If you don't have time to check out a possible rental in person, you need to be fully versed in how to rent a home sight unseen. Maybe you have to move from coast to coast for a new job. Or maybe the East Coast's last "bomb cyclone" finally convinced you to head west for warmer climes. And maybe you just don't have the time to hop on a plane and scope out a new place. So what do you do?

Renting a home out of state can seem dicey, but there are ways to make it less daunting. Here are the top tips on how to confidently rent a home you've never set foot in.

Get a little help from your friends

If you can't visit a potential rental yourself, the best thing you can do is have a friend in the area scout it out on your behalf.

Have your friend FaceTime or Skype with you so you can take a tour with them. You'll see the condition of the home and any amenities that you're curious about up close.

Have a list of items you want your friends to check. For example, have them turn on the shower to check the water pressure, and run the garbage disposal to make sure it works. And ask them to chat up any neighbors they see to share their personal experience of living in the building or neighborhood.

Work with a real estate professional you trust

Don't have a friend in your new locale? A trusty real estate agent can do all of the research you need. In fact, the right agent can become your second set of eyes.

To get on the same page regarding expectations, send your agent pictures of places you really like—along with your list of “must-haves,” “wants,” and “deal breakers.”

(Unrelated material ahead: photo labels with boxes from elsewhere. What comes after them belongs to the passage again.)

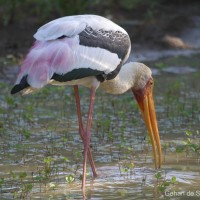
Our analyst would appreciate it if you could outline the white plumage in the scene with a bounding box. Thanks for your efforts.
[11,15,162,195]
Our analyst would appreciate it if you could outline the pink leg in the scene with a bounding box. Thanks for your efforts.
[74,85,97,177]
[82,87,96,193]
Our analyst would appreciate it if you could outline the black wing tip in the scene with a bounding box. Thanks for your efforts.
[10,75,30,94]
[10,84,23,94]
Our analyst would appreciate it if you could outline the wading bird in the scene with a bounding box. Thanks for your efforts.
[11,15,162,192]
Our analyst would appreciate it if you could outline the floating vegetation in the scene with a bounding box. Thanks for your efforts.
[0,55,200,199]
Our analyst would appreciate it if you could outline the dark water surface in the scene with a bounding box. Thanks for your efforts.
[0,58,200,200]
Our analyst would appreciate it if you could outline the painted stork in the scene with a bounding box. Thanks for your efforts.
[11,15,162,191]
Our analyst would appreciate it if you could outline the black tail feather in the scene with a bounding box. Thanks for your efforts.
[10,75,30,94]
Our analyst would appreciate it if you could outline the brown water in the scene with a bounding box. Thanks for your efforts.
[0,62,200,200]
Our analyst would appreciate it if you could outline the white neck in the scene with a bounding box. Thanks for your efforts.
[100,62,151,94]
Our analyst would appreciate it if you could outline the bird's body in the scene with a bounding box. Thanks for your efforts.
[11,15,162,196]
[13,15,131,93]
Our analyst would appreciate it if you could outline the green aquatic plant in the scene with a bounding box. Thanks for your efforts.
[155,171,177,193]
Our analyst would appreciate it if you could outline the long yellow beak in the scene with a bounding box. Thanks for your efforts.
[134,79,162,169]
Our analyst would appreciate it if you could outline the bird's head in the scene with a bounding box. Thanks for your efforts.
[132,63,162,168]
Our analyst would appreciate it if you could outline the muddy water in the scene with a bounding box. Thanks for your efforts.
[0,59,200,199]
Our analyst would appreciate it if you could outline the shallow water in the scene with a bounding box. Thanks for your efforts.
[0,58,200,200]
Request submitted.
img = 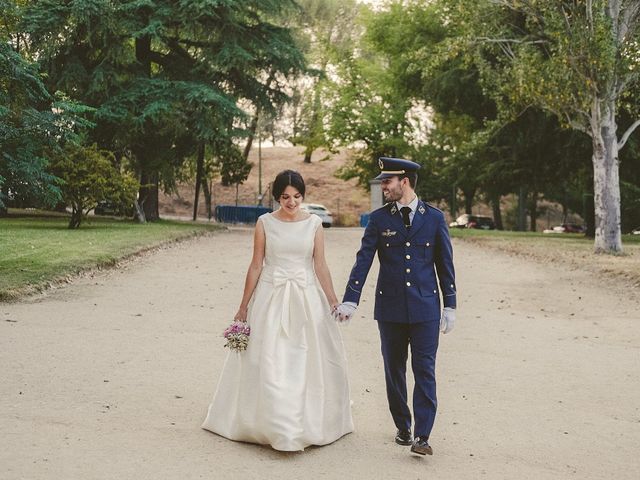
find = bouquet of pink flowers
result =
[222,320,251,352]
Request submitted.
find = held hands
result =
[333,302,357,325]
[440,307,456,333]
[233,306,247,322]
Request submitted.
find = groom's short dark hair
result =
[271,170,305,202]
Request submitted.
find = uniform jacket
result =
[343,201,456,323]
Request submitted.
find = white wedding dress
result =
[202,213,353,451]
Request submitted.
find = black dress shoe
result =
[411,437,433,455]
[396,429,413,446]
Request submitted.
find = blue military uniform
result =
[343,158,456,438]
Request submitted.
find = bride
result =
[202,170,353,451]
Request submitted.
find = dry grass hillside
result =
[160,147,370,226]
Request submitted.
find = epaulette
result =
[423,202,444,214]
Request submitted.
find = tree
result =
[23,0,302,220]
[462,0,640,253]
[0,31,90,214]
[52,143,139,229]
[218,143,253,206]
[292,0,361,163]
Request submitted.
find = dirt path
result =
[0,229,640,480]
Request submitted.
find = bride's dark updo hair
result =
[271,170,305,202]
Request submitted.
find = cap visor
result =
[374,173,397,180]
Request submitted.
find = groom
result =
[336,157,456,455]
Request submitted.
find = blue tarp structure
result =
[216,205,273,223]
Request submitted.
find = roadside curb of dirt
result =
[0,224,229,305]
[456,237,640,301]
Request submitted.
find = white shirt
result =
[396,195,418,223]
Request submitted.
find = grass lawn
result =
[0,210,220,301]
[450,229,640,286]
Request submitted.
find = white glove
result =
[333,302,357,325]
[440,307,456,333]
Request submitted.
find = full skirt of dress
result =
[202,269,353,451]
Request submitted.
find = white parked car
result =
[300,203,333,228]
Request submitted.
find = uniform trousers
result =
[378,321,440,438]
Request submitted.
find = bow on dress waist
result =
[264,267,311,338]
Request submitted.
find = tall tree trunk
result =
[529,192,538,232]
[69,206,82,230]
[135,33,160,221]
[516,187,528,232]
[202,176,213,220]
[193,143,204,222]
[591,99,622,253]
[243,112,260,160]
[462,188,476,215]
[138,170,160,222]
[489,195,504,230]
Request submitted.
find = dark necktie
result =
[400,207,411,230]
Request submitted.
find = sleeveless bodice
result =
[260,213,322,285]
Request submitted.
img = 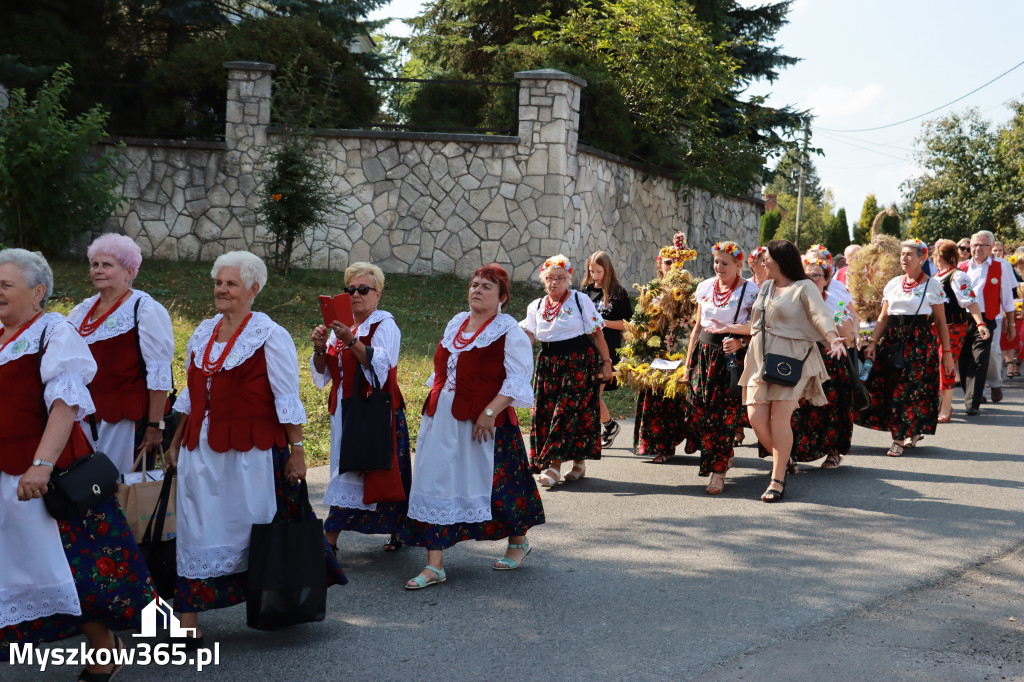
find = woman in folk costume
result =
[0,249,156,682]
[401,263,544,590]
[854,239,953,457]
[686,242,758,495]
[68,235,174,473]
[633,231,697,464]
[169,251,345,647]
[309,263,412,553]
[759,245,856,473]
[520,254,612,487]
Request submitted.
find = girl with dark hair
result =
[583,251,633,447]
[739,240,846,502]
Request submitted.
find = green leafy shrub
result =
[0,65,119,255]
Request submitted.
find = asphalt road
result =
[9,379,1024,681]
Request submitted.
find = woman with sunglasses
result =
[935,240,988,424]
[520,254,611,487]
[309,262,413,552]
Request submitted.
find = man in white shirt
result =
[959,230,1017,416]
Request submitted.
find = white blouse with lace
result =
[409,313,536,525]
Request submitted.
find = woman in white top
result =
[685,242,758,495]
[168,251,344,647]
[854,240,953,457]
[68,235,174,473]
[520,254,611,487]
[401,263,544,590]
[309,262,412,552]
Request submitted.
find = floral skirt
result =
[174,446,348,613]
[853,325,939,440]
[932,323,968,391]
[685,332,751,476]
[0,497,157,660]
[633,390,686,458]
[758,343,853,462]
[324,410,413,535]
[529,347,601,473]
[399,422,544,550]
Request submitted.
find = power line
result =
[817,61,1024,132]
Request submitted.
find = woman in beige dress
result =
[739,240,846,502]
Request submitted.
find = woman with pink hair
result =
[68,235,174,473]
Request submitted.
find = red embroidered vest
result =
[89,327,150,424]
[182,346,288,453]
[423,336,519,426]
[0,346,92,476]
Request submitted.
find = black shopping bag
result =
[246,480,327,630]
[138,469,178,600]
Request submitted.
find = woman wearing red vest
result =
[309,263,413,552]
[68,235,174,473]
[0,249,156,680]
[401,263,544,590]
[169,251,345,648]
[522,254,611,487]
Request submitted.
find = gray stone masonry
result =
[104,61,763,284]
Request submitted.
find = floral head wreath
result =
[901,237,928,258]
[711,242,743,260]
[657,231,697,267]
[541,254,572,274]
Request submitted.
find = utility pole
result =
[797,121,811,250]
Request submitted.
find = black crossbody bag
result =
[761,281,815,386]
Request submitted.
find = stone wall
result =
[99,58,763,282]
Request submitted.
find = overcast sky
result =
[376,0,1024,216]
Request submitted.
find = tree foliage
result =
[0,66,119,255]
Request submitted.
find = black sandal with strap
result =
[761,478,785,502]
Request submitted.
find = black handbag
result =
[43,453,119,520]
[246,480,327,630]
[138,469,178,599]
[338,346,394,473]
[761,282,815,386]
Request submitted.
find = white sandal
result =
[538,467,562,487]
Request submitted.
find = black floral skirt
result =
[529,347,601,473]
[853,325,939,440]
[633,390,686,458]
[685,341,751,476]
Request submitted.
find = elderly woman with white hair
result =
[169,251,345,647]
[68,235,174,473]
[309,262,413,552]
[519,254,612,487]
[0,249,156,680]
[854,239,953,457]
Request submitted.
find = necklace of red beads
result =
[202,312,253,377]
[78,289,131,336]
[541,289,569,322]
[899,270,925,294]
[0,310,43,352]
[711,274,739,308]
[452,313,498,350]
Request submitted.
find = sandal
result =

The more information your agent has, the better. And if you don’t like a potential property they send you, say so! Being honest will keep the process from dragging on for everyone involved.

 

Use technology

The power of online search is a beautiful thing. You can look into everything from potential hoods to landlords. And Google Street View will let you walk down any property's sidewalk and explore the entire neighborhood.

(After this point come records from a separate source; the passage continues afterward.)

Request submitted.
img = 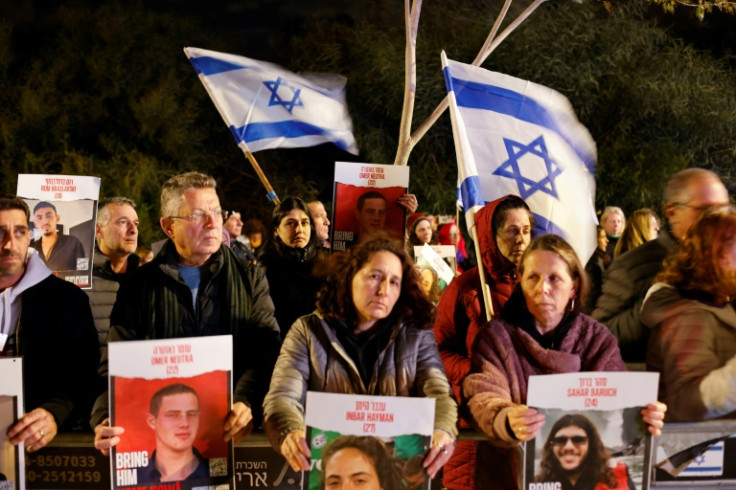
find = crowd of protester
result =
[0,168,736,489]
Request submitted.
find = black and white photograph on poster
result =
[524,372,659,490]
[108,335,234,490]
[305,391,435,490]
[17,174,100,289]
[0,357,25,490]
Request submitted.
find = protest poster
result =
[108,335,234,490]
[523,372,659,490]
[305,391,435,490]
[330,162,409,251]
[0,357,26,490]
[17,174,100,289]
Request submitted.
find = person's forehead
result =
[182,187,220,209]
[363,197,386,209]
[0,209,28,228]
[33,206,56,216]
[105,204,138,221]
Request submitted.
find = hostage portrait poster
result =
[17,174,100,289]
[109,335,234,490]
[330,162,409,251]
[0,357,26,490]
[305,391,435,490]
[523,372,659,490]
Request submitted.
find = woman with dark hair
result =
[640,206,736,421]
[322,436,403,490]
[260,196,324,338]
[463,235,667,490]
[534,413,636,490]
[263,238,457,477]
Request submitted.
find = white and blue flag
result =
[442,52,598,264]
[184,48,358,155]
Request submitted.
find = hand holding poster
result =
[523,372,659,490]
[109,335,234,490]
[17,174,100,288]
[330,162,409,250]
[305,391,434,490]
[0,357,25,490]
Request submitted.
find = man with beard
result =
[530,413,635,490]
[32,201,87,272]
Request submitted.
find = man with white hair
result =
[91,172,281,454]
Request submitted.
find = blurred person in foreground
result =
[591,168,728,363]
[463,235,666,490]
[264,237,457,478]
[641,206,736,421]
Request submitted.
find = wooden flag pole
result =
[238,143,281,206]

You should also search for online reviews of the management company for the building you're thinking of renting in. While not every one will have a web presence, most will have a page set up where you can read reviews from former tenants and get a feel for how it operates.

Stave off rental scams

It's important when renting a home sight unseen to make sure that you protect yourself from scammers.

In one disturbingly common scam, perpetrators will try to rent out a home that they don't actually own. They collect the unsuspecting victim's deposit money and then vanish.

This leaves the potential renter standing in front of a home that's already occupied.

One of the best ways to protect yourself from fraud is to work with an agent who has existing relationships with legitimate landlords and management companies. At the very least, safeguard yourself by asking for proof of ownership of the property you're interested in renting.

Always pay by check

Mail a check for the minimum amount to hold the property you're interested in. Then pay the balance of the rental in person. If a potential landlord asks you to wire money or send a money order, walk away. Or run! These payment methods are the hallmark of scammers. If you wire money to a retail money transfer store such as Western Union, anybody with a fake ID can grab your cash and take off. Ditto with a money order.

But you can always stop payment on a check if you later sense a rental isn't legit.

Add a contract contingency

Ask your potential landlord or management company if it's possible to build a contingency plan into your rental contract or lease.

A contingency clause would allow you to break the lease if the rental doesn't meet your expectations.

That way you're protected in case the landlord made any promises that turn out to be less than true.